О двух лицах из состава населения еврейских комнат хочется мне вспомнить особо. О Ярове я уже говорил. Теперь расскажу коротко о профессоре Вейнберге и о литераторе Леопольде Михайловиче Рейсфельде.
Жалкое и любопытное явление представлял собою 60-летний старик профессор Вейнберг, маленький, сморщенный, неопрятный, небритый, со струпьями на глазах, окруженных красными веками, одетый в короткую рваную, грязную бельгийскую шинелку и в деревянные, лагерного изделия башмаки на слабых, больных ногах. Когда-то он учился в хедере, экстерном сдал экзамены на аттестат зрелости, окончил Берлинский университет и сначала состоял доцентом в Гисенском университете, а потом был назначен профессором и ректором высшей еврейской теологической школы в Берлине, готовившей образованных раввинов. Вейнберг считал себя учеником неокантианца Эрмана Когена, которого знал лично и которым восхищался как «величайшим философом Германии». Как и почему он стал советским гражданином, не могу сказать. Если и спрашивал об этом Вейнберга, то забыл. По-русски он говорил прилично, но небезукоризненно.
В лагере к жалкому, замкнутому и нелюдимому старику относились как к посмешищу, и когда, бывало, он утром, опаздывая на аппель, спешил, урод уродом, на свое место, из построившейся уже длинной двойной шеренги интернированных раздавались громкие смешки и острые словечки по его адресу. Старик, по-видимому, этого не замечал: или ему изменял слух, или он был слишком умен, чтобы реагировать на насмешки.
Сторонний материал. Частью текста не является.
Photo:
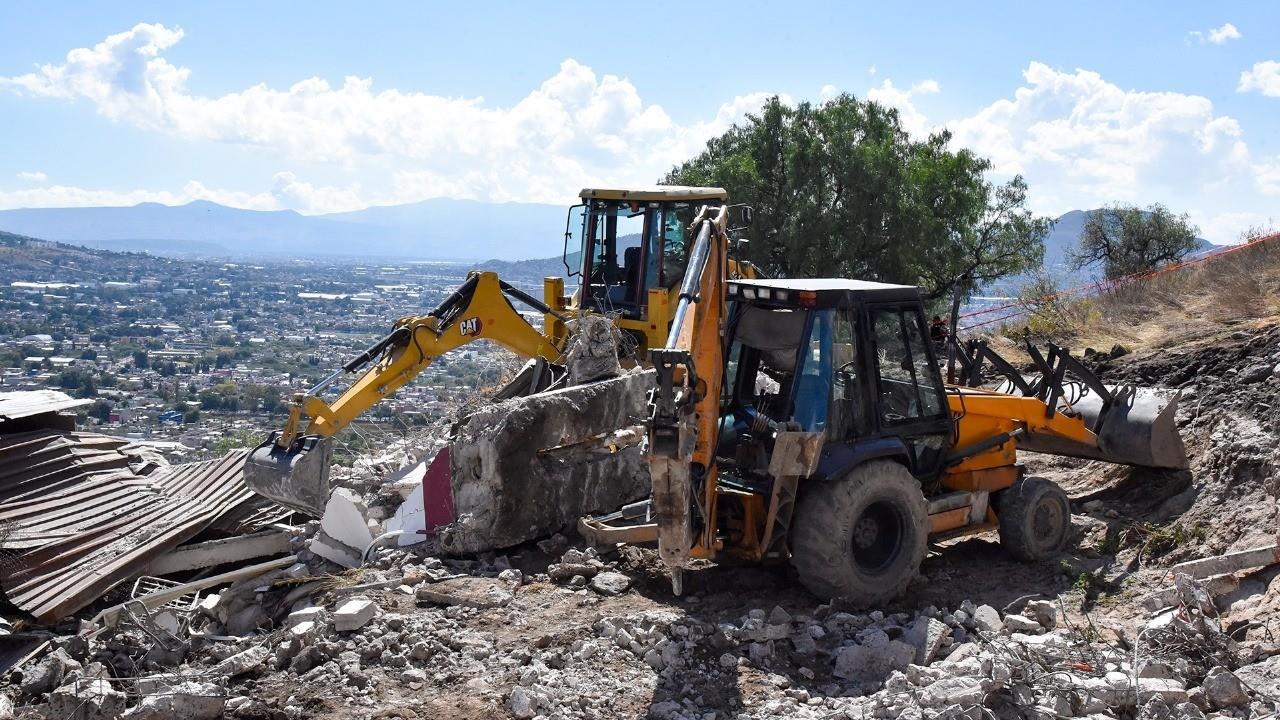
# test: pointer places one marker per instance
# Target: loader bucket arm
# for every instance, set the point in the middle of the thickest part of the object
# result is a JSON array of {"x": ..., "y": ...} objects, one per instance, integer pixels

Между тем это был единственный человек в лагере, с которым можно было говорить на философские темы. Несколько раз, гуляя с Вейнбергом по огромному двору замка, мы обсуждали с ним эти темы. Я изложил ему свои сомнения в истинности духовно-монистического мировоззрения Л. Н. Толстого. Вейнберг с величайшим уважением относился к Толстому, но его взгляд на взаимоотношения духовного и телесного начала в человеке был вполне своеобразен. Для меня были ценны рассуждения Вейнберга об отношении иудаизма к проблеме духа и тела.